The Automobile Association has made the startling claim that the Road Traffic Safety Board, which was convened by embattled Transport Minister Dullah Omar, has failed to hold a meeting for almost two years.
The Automobile Association (AA) has made the startling claim that the Road Traffic Safety Board, which was convened by embattled Transport Minister Dullah Omar, has failed to hold a meeting for almost two years.
Addressing a national assembly transport committee on road safety and fatalities, AA spokesman Petra Kruger said the Road Traffic Safety Board had failed to meet since June 2001.
The board, the reported on Thursday, was supposed to receive reports on work in progress in the implementation of government’s Road Traffic Safety Strategy.

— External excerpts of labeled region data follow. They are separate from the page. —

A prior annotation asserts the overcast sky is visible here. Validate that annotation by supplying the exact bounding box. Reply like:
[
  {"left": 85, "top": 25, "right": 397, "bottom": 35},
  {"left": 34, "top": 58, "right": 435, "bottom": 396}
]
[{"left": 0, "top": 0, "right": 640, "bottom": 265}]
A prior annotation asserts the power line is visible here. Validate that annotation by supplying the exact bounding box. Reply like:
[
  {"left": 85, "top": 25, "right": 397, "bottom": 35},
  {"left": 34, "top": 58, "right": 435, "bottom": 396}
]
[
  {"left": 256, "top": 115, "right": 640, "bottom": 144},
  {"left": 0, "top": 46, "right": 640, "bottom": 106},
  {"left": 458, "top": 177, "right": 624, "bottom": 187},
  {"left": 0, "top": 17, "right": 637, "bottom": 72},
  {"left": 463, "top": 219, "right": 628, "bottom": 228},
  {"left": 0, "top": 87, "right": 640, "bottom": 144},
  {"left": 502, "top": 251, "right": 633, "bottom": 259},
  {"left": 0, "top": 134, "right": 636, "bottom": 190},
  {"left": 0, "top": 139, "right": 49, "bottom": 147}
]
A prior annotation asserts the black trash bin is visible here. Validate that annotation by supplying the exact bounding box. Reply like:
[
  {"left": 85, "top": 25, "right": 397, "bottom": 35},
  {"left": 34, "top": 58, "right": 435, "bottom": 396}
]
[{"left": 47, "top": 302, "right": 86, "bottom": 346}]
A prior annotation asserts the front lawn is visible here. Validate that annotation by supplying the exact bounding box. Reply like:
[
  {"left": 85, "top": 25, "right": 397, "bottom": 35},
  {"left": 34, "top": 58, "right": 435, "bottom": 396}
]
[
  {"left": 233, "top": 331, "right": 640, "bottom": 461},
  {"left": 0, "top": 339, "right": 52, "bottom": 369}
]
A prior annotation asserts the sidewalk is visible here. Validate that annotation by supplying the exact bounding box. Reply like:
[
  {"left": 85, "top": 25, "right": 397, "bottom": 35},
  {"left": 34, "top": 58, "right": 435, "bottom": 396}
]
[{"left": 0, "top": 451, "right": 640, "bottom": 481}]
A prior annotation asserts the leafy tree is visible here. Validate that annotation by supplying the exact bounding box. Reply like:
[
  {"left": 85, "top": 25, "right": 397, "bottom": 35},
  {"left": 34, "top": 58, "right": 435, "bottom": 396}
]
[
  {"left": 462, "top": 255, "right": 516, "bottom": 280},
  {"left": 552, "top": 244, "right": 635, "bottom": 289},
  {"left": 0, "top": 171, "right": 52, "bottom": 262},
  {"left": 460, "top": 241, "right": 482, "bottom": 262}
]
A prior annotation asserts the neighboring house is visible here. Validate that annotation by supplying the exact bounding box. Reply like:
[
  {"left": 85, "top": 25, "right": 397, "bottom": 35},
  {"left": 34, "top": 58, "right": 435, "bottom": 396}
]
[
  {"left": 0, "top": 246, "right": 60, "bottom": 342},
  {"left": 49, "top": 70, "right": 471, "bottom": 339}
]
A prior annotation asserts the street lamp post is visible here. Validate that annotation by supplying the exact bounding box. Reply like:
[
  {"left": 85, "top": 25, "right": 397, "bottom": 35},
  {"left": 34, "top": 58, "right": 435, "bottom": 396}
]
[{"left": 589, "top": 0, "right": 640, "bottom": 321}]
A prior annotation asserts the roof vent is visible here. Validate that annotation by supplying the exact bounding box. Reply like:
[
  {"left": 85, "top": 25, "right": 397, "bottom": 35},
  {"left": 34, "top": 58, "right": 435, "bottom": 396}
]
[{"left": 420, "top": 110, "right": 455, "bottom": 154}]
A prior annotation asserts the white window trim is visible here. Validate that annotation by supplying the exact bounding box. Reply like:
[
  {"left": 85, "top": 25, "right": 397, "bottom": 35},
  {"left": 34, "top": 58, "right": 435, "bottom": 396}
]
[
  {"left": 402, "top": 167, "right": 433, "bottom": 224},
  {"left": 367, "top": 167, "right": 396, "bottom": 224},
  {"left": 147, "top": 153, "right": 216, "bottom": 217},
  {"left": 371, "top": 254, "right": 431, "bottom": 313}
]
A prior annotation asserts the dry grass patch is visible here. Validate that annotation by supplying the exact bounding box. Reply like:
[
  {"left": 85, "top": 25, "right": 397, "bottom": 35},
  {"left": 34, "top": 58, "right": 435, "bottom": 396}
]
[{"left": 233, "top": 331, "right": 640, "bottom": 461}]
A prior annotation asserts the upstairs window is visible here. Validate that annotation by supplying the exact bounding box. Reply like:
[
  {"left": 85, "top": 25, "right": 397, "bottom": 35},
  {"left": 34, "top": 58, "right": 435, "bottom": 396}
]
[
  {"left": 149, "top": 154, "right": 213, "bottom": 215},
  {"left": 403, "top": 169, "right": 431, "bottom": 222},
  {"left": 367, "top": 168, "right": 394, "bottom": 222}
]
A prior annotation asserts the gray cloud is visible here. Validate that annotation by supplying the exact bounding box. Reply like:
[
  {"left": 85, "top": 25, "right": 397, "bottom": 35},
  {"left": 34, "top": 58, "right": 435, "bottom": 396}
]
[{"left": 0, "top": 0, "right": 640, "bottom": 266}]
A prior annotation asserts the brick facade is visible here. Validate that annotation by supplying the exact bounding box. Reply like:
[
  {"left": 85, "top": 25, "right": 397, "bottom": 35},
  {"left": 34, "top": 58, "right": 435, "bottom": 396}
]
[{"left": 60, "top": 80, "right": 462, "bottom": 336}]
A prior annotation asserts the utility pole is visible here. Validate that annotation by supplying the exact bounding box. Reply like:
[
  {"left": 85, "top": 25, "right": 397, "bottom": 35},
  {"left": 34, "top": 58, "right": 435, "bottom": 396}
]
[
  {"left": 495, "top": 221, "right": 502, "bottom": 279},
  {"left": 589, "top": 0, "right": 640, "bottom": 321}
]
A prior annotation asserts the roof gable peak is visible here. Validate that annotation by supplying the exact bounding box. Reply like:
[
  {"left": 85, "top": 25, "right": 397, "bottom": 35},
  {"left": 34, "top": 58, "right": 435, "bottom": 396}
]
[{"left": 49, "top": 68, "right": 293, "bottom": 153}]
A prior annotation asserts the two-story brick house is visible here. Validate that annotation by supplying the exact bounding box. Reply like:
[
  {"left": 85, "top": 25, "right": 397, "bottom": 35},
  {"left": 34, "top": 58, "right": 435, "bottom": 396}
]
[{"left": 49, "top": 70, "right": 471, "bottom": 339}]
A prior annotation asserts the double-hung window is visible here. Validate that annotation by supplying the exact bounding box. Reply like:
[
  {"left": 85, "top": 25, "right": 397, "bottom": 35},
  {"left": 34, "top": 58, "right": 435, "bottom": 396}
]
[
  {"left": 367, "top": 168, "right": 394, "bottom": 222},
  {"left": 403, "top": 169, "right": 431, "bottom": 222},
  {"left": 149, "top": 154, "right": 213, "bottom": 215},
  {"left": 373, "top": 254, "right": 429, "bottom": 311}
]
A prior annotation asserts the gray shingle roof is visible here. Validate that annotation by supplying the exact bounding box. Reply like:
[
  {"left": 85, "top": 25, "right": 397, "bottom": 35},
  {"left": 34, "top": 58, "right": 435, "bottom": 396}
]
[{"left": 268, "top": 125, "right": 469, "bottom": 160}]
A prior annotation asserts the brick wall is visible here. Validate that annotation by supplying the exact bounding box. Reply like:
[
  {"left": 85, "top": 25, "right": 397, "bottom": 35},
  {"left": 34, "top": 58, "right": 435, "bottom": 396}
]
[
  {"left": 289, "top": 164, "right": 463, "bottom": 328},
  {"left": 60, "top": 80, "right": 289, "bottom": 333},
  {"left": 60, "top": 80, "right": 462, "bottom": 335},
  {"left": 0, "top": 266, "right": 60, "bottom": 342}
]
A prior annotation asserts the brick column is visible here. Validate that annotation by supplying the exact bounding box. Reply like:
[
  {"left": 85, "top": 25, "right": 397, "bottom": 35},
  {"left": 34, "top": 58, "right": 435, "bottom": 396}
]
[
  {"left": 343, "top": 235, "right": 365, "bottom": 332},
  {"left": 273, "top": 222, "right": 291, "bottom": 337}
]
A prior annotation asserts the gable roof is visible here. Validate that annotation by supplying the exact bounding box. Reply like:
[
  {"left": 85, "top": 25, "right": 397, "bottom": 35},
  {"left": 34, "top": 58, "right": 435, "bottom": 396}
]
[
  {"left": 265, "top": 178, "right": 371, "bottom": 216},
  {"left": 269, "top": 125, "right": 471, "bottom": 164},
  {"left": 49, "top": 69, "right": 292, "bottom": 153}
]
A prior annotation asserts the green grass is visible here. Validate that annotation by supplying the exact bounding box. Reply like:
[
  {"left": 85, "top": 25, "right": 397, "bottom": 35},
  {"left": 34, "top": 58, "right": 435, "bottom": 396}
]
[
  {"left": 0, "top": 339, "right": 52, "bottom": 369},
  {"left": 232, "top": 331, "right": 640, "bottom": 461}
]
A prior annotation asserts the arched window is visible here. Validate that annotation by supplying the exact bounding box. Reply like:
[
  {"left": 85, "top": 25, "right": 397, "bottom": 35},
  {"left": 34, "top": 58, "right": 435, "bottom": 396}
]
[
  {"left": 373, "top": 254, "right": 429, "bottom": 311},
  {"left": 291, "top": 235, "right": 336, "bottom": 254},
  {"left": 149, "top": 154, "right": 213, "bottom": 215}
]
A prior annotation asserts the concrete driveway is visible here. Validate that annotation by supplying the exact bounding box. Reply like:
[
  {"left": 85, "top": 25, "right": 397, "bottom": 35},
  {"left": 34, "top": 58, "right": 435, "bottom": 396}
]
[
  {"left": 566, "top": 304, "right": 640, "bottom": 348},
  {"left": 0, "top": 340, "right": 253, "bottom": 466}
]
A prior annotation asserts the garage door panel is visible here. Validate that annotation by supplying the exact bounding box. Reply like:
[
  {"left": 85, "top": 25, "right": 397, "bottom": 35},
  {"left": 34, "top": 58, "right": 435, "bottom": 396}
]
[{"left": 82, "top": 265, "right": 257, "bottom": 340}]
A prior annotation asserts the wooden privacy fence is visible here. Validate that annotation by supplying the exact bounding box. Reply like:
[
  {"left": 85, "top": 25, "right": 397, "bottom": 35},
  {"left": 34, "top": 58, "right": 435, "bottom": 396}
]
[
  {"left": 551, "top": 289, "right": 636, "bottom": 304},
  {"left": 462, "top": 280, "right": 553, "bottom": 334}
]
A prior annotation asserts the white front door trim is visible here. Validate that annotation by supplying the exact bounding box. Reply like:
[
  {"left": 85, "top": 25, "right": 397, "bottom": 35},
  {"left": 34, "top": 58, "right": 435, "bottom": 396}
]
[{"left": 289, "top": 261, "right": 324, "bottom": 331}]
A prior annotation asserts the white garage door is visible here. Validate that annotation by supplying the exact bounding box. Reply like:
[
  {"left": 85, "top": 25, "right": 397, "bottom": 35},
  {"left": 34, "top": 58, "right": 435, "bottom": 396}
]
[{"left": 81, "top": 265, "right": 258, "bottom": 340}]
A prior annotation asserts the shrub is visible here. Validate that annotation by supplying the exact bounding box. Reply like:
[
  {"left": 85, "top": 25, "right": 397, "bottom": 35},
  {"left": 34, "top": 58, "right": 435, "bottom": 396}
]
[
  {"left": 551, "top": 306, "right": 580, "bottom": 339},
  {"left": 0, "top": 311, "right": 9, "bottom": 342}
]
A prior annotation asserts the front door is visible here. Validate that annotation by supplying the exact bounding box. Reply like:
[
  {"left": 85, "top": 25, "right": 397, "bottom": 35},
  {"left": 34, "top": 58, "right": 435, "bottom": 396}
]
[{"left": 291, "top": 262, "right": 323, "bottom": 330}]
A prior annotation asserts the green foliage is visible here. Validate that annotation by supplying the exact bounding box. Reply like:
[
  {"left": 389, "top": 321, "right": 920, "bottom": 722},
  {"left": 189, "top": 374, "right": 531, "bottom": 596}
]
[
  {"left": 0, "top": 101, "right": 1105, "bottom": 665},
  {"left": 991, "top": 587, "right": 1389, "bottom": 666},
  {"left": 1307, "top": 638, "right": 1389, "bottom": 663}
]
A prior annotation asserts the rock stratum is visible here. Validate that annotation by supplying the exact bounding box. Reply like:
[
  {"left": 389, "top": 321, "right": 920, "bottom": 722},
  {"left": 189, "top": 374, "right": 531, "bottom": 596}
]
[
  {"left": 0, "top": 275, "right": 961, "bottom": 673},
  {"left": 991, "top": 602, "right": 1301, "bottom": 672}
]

There have been increasing calls for the dismissal of Omar, who has denied that the Arrive Alive campaign was a failure despite the holiday season death toll on SA’s roads climbing to 1 204 by the middle of January. The December toll was 25 per cent higher than a year ago, despite Omar’s five-year road safety strategy to reduce the death toll by five per cent.
Omar was diagnosed with Hodgkins-Classic, a form of cancer of the lymph nodes, in mid-January and public enterprises minister Jeff Radebe is standing in as Transport Minister.
In reaction to Kruger’s claim, ANC MP Patricia Coetzee-Kasper defended Omar. Coetzee-Kasper said she was shocked that there had been no meeting of the board, but she was just as shocked by people blaming Omar for this.
Kruger said the road safety strategy could be reasonably evaluated only this year. The last complete report available on accident figures is for 1998, when there were 9 086 deaths, 36 246 people seriously injured and 84 358 slightly injured in road accidents.